Di samping itu, NU juga berpegang pada Hadis Nabi SAW: Berpuaslah kamu karena melihat hilal dan berbukalah kamu karena melihat hilal. Jika terhalang maka genapkanlah (istikmal) menjadi 30 hari.”
Untuk melihat hilal, biasanya posisi bulan harus berada dua derajat di atas matahari. Syarat lainnya adalah jarak elongasi dari matahari ke arah kanan atau kiri. Semakin lebar maka makin mudah melihat hilal langsung.
Kemenag RI
Salah satu langkah monumental untuk menjembati perbedaan dua ormas terbesar tersebut, pemerintah melalui Kementerian Agama membentuk badan resmi yakni Badan Hisab dan Rukyat (BHR). Badan tersebut berdiri tahun 1970-an berdasarkan Keputusan Menteri Agama Nomor 76 Tahun 1972 dan pertama kali diketuai oleh Saadoeddin Djambek, seorang pakar ilmu falak terkemuka Muhammadiyah.

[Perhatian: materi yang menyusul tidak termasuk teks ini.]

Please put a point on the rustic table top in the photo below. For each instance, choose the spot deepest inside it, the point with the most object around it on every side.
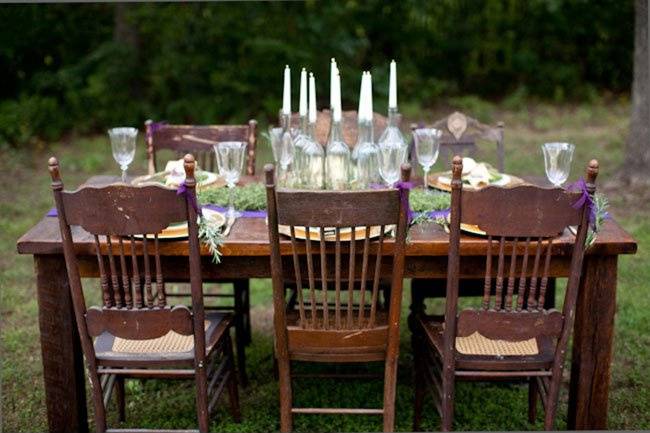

Keanggotaan Badan Hisab dan Rukyat terdiri dari para ulama/ahli yang berkompeten dari berbagai unsur organisasi dan instansi terkait.
Peran dan tugas Badan Hisab dan Rukyat, sebagai berikut:
1. Menentukan hari-hari besar Islam dan hari libur nasional yang berlaku seluruh Indonesia.
2. Menyatukan penentuan awal bulan Islam yang berkaitan dengan ibadah umat Islam, seperti 1 Ramadan, 1 Syawal (Idul Fitri), 10 Zulhijjah (Idul Adha).
3. Menjaga persatuan umat Islam, mengatasi pertentangan dan perbedaan dalam pandangan ahli hisab dan rukyat dan meminimalisir adanya perbedaan dalam partisipasi untuk membangun bangsa dan negara.
Badan Hisab dan Rukyat inilah yang nantinya akan melakukan sidang Isbat. sidang isbat adalah proses untuk menentukan atau menetapkan awal bulan dalam kalender Hijriyah. Sidang isbat ini bertujuan untuk mengakomodasi hasil rukyat dan hisab sebagaimana yang dipegang oleh kedua ormas terbesar di atas.
Kementerian Agama akan menggelar sidang isbat untuk menetapkan 1 Syawal 1444 Hijriah pada Kamis, 20 April 2023. Hasil sidang isbat bisa saja berpotensi berbeda dengan Muhammadiyah yang telah menetapkan hari raya Idul Fitri pada Jumat 21 April 2023.
Posisi hilal saat sidang isbat di Indonesia akan mengikuti kriteria baru yang ditetapkan MABIMS (Menteri Agama Brunei, Indonesia, Malaysia, dan Singapura). MABIMS bersepakat menggunakan kriteria, yakni ketinggian hilal 3 derajat dan elongasi 6,4 derajat.
Anjuran Ikut Pemerintah
Hendaknya kaum Muslimin memulai dan mengakhiri puasa Ramadhan bersama pemerintah. Sehingga tercapai persatuan dan kebersamaan dalam melaksanakan ibadah yang agung ini. Sebagaimana Nabi Muhammad SAW sabdakan:
عَنْ أَبِي هُرَيْرَةَ أَنَّ رَسُولَ اللَّهِ صَلَّى اللَّهُ عَلَيْهِ وَسَلَّمَ قَالَ يُصَلُّونَ لَكُمْ فَإِنْ أَصَابُوا فَلَكُمْ وَإِنْ أَخْطَئُوا فَلَكُمْ وَعَلَيْهِمْ
“Diriwayatkan dari Abu Hurairah bahwa Rasulullah ﷺ bersabda, “Mereka (para imam memimpin) shalat untuk kalian. Jika mereka benar maka (pahala) untuk kalian, dan jika mereka salah maka (pahala) untuk kalian dan (dosa) atas mereka.” (HR. al-Bukhari).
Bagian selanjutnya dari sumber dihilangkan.